Angina is a state of imbalance between the heart’s demands of oxygen which is essential for the production of energy by the heart’s muscle, and the supply of this vital nutrient. The heart’s blood supply comes from blood vessels called coronary arteries, and they originate from the aorta, which is the main blood supply for the whole body, except for the lungs.
The most common cause for such insufficiency is what we call coronary artery disease or “CAD.” It is mostly caused by the narrowing of the coronaries by the deposition of fat into their walls which is better known as atherosclerosis. Usually, this is a normal senile process that occurs over the years following the mid-twenties in human lives. However, it is sped up in some people who may start experiencing anginal pain in their forties or fifties and more recently owing to the trends of fast food and sedentary lifestyle.
It is hard to point out at a unique cause for angina because of two reasons; the first one is that there is more than one type of angina, and each type has its own causes. The second reason is that for the coronaries to be narrowed by fat, they need a multitude of factors.
To make things a little bit easier, let’s take the “risk factors” for atherosclerosis one by one and see how can they cause such condition or rather, become a predisposing factor:
Tobacco smoking causes hypertension, injures the walls of your arteries, and makes them more liable for atherosclerosis by depositing lipids (fats). It also promotes insulin resistance which increases the risk of type 2 diabetes, makes your blood “thicker” and makes your platelets more liable to “stick” together, thereby increasing the risk of having a fatal heart attack by clogging your arteries, cutting this way all blood supply to a part of your heart. That’s why it is widely accepted that smoking is the leading cause of preventable death in the world.
Diabetes a clinical condition where your body either can’t produce insulin or has developed resistance to the action of this hormone. This leads to the inability of the body to use glucose sugar which makes it resort to using other sources for energy. The most important alternative source for energy is fats, so it “mobilizes” fats from their stores, increasing their levels in the blood and accelerating atherosclerosis.
Obesity increases the amount of circulating fats in your body, especially LDL cholesterol, which is the harmful type of cholesterol. Abdominal obesity also increases insulin resistance predisposing to diabetes type 2.
4. Sedentary lifestyle / Physical inactivity
Regular exercise boosts the heart’s health and helps establish new vascular connections in the heart. It also increases the level of HDL cholesterol (the good cholesterol) at the expense of LDL cholesterol, reduces weight, and therefore delays and slows atherosclerosis. It is advisable to exercise regularly for at least 20-30 minutes a day to achieve good cardiac health.
Chronically high blood pressure causes excessive stress on blood vessels which injures the vessel walls, predisposing to atherosclerosis.
Read also; What Are The Complications of Hypertension?
6. Chronic or repetitive stress
Emotional stress causes a surge of blood pressure and excessive release of stress hormones that narrows arteries, and decreases blood supply to the heart, aggravating angina.
7. Family history
A family history of angina or similar conditions is a strong risk factor for angina. It may be related to multiple conditions, such as familial hypercholesterolemia, where individuals of a certain family have a tendency to have high levels of blood cholesterol due to metabolic defects.
8. Excessive alcohol consumption
Alcohol, when used in excess, might predispose to hypertension and alters the balance of HDL and LDL cholesterol, thereby increasing anginal risk.
9. Advanced age
As mentioned before, the pathology causing angina is gradual, and although the pain is acute or sudden, the events leading to it takes years. Therefore, as age advances, the risk of developing angina increases.
10. Male sex
Males are more liable to atherosclerosis and experience it at a younger age than women for two reasons. The first being the presence of male sex hormone (testosterone), which increases the level of LDL cholesterol, and the second is the absence of female sex hormones which have a protective effect against atherosclerosis.

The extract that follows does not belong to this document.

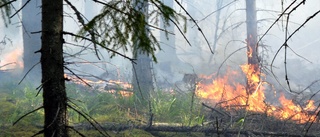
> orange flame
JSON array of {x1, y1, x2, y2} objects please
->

All or some of these risk factors act together to form the pathology that causes angina. However, the cause for the onset of symptoms differ according to the type of angina as follows:
Stable anginal pain is caused by exertion, exercise, cold weather, heavy meals, or emotional stress and is relieved by rest and nitroglycerides. It is the result of a gradual process of coronary narrowing. On the other hand, Unstable angina is caused by a sudden “rupture” of a plaque of fat which causes sudden narrowing of the coronary arteries. It is an emergency and needs immediate hospital referral. Prinzmetal’s variant angina is not caused by narrowing of the coronaries by atherosclerosis, but by contraction of the muscles found in the walls of the coronary arteries which is known as “coronary spasm.” It may be caused by stress, hypertension, smoking, cold exposure or cocaine use. Some people may have a combination of atherosclerotic and Prinzmetal angina. Other rare causes of angina include inflammation of the coronary arteries, diseases of the heart valves, direct heart injury or compression of the coronary arteries from outside the heart by tumors, lymph nodes..etc.